I looked up at him innocently but he didn’t seem convinced.
The tourists moved further down the cave, leaving us alone.
‘You always do that,’ Harry said.
‘What, promote our business? I know, I can’t help it. I’m just so proud of what we’ve achieved that I want to tell anyone that listens and anyone that doesn’t.’
‘No, not that. You always say
business. It’s yours, you started it. I’m just the tech guy.’
It was just me to start with. I created the.PerfectProposal.com over two years ago when my boyfriend at the time proposed drunkenly to me over a greasy kebab. It struck me that maybe the menfolk of this world might need a little helping hand to create a proposal their girlfriends would remember forever. Although the greasy kebab is not one I’m likely to forget.
Harry was my web designer. When the business first started he would come by my office, the back bedroom in my home, every day to help update the website with my new ideas, photos and special offers. In the end it made sense to make him a permanent feature. Our website looked fantastic and as an online company this was integral to our success.
But Harry wasn’t just the geeky IT guy, far from it.

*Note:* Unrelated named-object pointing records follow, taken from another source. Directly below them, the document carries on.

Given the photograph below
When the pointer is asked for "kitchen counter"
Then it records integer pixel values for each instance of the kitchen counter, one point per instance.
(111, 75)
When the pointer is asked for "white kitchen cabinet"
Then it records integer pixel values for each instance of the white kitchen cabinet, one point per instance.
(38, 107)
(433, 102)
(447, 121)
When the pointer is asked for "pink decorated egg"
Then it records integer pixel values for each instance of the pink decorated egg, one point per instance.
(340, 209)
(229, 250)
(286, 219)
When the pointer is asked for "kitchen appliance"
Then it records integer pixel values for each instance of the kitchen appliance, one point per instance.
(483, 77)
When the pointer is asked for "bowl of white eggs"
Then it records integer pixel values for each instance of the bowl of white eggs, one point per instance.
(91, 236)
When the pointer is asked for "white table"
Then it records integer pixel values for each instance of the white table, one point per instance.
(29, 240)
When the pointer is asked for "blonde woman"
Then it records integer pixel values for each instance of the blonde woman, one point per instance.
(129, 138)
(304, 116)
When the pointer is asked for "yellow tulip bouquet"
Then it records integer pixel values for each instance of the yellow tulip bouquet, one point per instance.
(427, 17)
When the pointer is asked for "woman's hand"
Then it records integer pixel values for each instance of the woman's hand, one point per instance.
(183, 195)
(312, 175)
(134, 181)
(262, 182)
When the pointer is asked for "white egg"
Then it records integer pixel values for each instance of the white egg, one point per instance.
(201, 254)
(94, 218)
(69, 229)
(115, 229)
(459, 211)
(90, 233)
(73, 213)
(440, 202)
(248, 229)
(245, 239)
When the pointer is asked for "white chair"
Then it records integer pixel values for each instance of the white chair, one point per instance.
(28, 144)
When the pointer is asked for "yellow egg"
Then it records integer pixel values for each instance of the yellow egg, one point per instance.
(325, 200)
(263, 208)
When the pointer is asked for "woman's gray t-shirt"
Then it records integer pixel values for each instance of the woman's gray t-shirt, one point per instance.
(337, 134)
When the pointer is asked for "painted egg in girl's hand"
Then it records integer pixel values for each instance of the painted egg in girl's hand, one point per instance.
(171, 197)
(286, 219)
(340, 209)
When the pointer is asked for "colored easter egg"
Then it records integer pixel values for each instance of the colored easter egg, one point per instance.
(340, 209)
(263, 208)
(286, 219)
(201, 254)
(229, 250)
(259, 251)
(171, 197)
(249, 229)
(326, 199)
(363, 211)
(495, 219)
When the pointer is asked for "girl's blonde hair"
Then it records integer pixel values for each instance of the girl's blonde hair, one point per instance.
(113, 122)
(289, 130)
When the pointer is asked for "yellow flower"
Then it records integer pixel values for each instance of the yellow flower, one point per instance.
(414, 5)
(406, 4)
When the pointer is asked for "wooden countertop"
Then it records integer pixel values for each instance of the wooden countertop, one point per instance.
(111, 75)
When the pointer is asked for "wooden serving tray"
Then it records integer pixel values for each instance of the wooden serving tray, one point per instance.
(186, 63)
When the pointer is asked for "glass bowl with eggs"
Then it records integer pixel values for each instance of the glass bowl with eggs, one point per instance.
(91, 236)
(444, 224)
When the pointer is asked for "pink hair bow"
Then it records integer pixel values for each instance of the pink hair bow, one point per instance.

He was the biggest man I had ever seen in my life, with large thighs and big feet. He had stubbly, dark hair and chocolate eyes. But he also had a vivid imagination – where I was organising the logistics for a champagne helicopter trip, he would be the one that would come up with something completely unique like using fireflies.
‘And you always put yourself down. We’re equal partners now, you helped to make the company a success too,’ I said.
He shrugged, never keen to accept that he played such an important part in it. He gestured to the fireflies that were starting to break formation now. ‘Is it too sickly?’
I let my camera hang round my neck and leaned into him, I loved the way I fitted against him. ‘I love it, I really do, it’s… magical. But there’s still something missing.’
Was there really such a thing as a perfect proposal? Three months ago, just before Valentine’s Day, Harry had made it his mission to provide me with one. But deep down I knew what I wanted and I doubted Harry would be able to deliver it. I should have told him that when he first started this wild goose chase. It would have saved me a lot of heartache.
Three Months Before
I put the phone down on another excited client and sighed. It was February 11
and we’d had a surge of customers all desperately wanting to propose on top of the Eiffel Tower on Valentine’s Day. I felt like screaming. It was only by careful planning that I’d arranged that my customers weren’t going to be there at the same time. That’s just what a girl wants to feel special, to see other girls being proposed to at the same place and time that she was. Was there no originality anymore? Harry was brilliant at coming up with unique proposals, but no matter how many times I had tried to sell Harry’s ideas to them, they wanted the traditional and that was that.
‘Another Eiffel Tower?’ asked Harry as he absentmindedly uploaded photos to our rolling gallery.
‘He wants a dozen red roses delivered to the observation deck at eight.’ I rubbed my head in defeat. ‘What about something different, going to the ballet or proposing over a bag of chips at the end of Brighton Pier?’
He swivelled in his chair. ‘What would be your perfect proposal?’